Air guiding duct (1) according to any one of claims 1 to 3, characterized in that the surface of the connection region (6) between the inlet region (7) and the outlet region (8) is devoid of acute angles.
Air guiding duct (1) according to any one of claims 1 to 4, characterized in that in the direction from the heat exchanger (3) to the fan element (4), the cross section of the air flow first decreases and then increases.
Air guiding duct (1) according to any one of claims 1 to 5, characterized in that the air guiding duct (1) comprises at least one inspection opening (9) for allowing an access between the heat exchanger (3) and the fan element (4), in particular wherein the inspection opening (9) is at least 50 mm x 50 mm in size to allow for visual analysis as well as to allow a cleaning tool to be inserted.
Air guiding duct (1) according to claim 6, characterized in that the air guiding duct (1) comprises at least one hatch (10) coupled to the inspection opening (9) to cover said inspection opening (9).

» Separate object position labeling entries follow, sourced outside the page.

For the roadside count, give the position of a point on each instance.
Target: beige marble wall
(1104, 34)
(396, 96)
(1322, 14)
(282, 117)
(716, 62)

Air guiding duct (1) according to any one of claims 6 to 7, characterized in that the inspection opening (9) is present in a portion of the connection region (6).
Air guiding duct (1) according to any one of claims 1 to 8, characterized in that the surface of the connection region (6) between the inlet region (7) and the outlet region (8) is a sloped surface having an average slope of less than 45°, preferably less than 35°, with respect to a central axis (11) of the fan element (4).

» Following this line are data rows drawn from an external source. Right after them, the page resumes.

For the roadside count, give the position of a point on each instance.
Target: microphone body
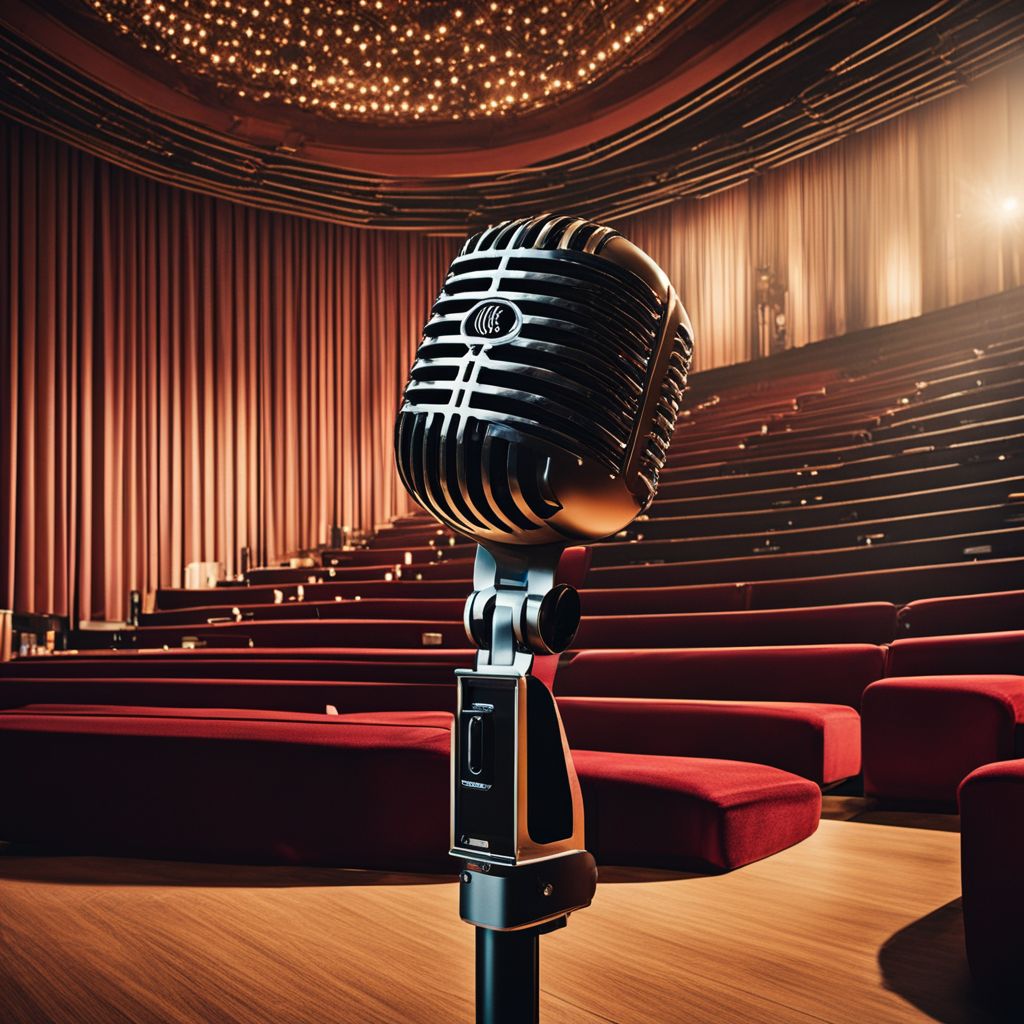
(538, 414)
(544, 394)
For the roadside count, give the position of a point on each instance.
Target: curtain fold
(893, 222)
(181, 377)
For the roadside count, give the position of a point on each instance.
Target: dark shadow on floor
(926, 965)
(19, 864)
(868, 811)
(23, 863)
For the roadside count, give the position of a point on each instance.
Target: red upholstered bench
(970, 652)
(924, 734)
(868, 623)
(691, 813)
(975, 612)
(310, 695)
(820, 742)
(232, 785)
(814, 674)
(310, 633)
(991, 804)
(365, 791)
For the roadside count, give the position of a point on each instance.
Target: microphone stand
(516, 807)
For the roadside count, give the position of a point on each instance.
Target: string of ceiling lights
(393, 59)
(865, 61)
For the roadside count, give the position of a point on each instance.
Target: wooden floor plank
(858, 925)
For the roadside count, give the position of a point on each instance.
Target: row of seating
(656, 617)
(832, 571)
(793, 708)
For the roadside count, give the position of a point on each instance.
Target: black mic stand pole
(516, 807)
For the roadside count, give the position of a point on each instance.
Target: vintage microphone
(538, 414)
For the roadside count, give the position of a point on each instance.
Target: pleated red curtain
(889, 223)
(180, 377)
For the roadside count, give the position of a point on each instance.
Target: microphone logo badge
(493, 320)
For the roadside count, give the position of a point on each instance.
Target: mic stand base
(508, 974)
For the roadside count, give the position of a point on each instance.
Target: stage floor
(858, 925)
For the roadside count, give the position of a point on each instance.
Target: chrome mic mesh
(545, 390)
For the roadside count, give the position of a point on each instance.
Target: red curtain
(180, 377)
(892, 222)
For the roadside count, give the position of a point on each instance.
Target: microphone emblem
(493, 320)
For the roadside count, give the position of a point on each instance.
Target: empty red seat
(974, 613)
(367, 791)
(924, 734)
(991, 806)
(964, 654)
(871, 623)
(816, 741)
(691, 813)
(428, 665)
(308, 695)
(233, 785)
(660, 600)
(310, 633)
(834, 675)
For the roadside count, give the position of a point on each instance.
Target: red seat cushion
(309, 633)
(870, 623)
(923, 734)
(972, 652)
(808, 675)
(228, 784)
(691, 813)
(817, 741)
(991, 804)
(309, 695)
(976, 612)
(366, 791)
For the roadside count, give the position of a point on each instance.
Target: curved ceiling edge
(465, 152)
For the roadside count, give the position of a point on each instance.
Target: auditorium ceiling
(445, 116)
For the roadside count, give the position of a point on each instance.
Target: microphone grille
(548, 340)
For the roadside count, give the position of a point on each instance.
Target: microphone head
(544, 393)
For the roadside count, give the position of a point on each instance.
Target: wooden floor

Air guiding duct (1) according to any one of claims 1 to 9, characterized in that:
a. the inlet region (7) of the connection region (6) has a polygonal cross-section, in particular a rectangular cross section; and/or

b. the outlet region (8) of the connection region (6) has a circular cross section.

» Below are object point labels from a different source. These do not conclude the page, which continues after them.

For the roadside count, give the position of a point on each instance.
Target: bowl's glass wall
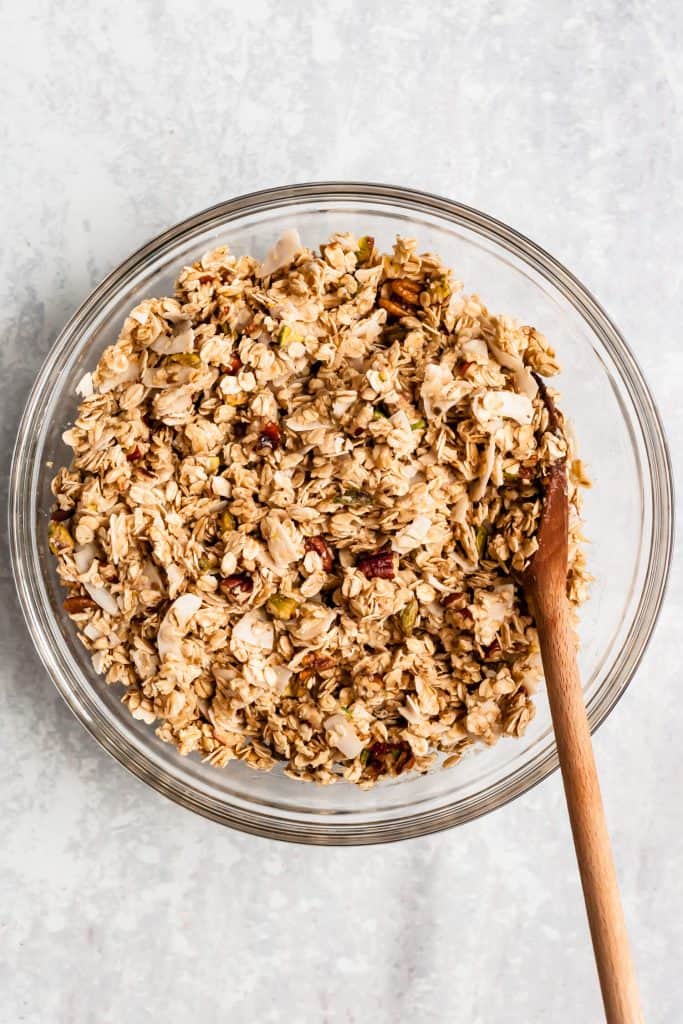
(627, 512)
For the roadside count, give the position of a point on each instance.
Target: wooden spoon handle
(610, 943)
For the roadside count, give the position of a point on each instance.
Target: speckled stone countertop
(119, 120)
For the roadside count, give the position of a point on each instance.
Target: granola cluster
(301, 495)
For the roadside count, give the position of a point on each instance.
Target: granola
(301, 495)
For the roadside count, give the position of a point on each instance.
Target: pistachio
(287, 336)
(281, 606)
(185, 358)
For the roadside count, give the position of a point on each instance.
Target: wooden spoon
(545, 586)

Air guiding duct (1) according to any one of claims 1 to 10, characterized in that the connection region (6) comprises one inlet region (7) and a plurality of outlet regions (8), wherein the surface dimensions of the inlet region (7) is greater than the surface dimensions of the plurality of outlet regions (8).
Heating device (2), in particular a heat pump device, comprising the air guiding duct (1) according to any one of clams 1 to 11, wherein the air guiding duct (1) is placed in an internal space (5) of the device (2) between a heat exchanger (3) and a fan element (4).
Heating device (2) according to claim 12, characterized in that the heating device (2) comprises one or more structural parts (12) enclosing at least the connection region (6) and/or holding the connection region (6).
Heating device (2) according to claim 12 or 13, characterized in that:
a. at least one structural part (12) is made of a material different from the material of the connection region (6), in particular is made of plastic foam, more particularly of polypropylene expanded (PPE); and/or

b. the one or more structural parts (12) form a recess (13) at the inlet region (7) of the connection region (6); and/or

c. the one or more structural parts (12) comprise a condensate collecting region, and/or a support surface for casing or electronic elements; and/or

d. at least one structural part (12) comprises an accessing opening (14) and in particular a hatch coupled to said accessing opening (14).
Use of the air guiding duct (1) according to any one of claims 1 to 13 for a heating device (2), in particular a heat pump device.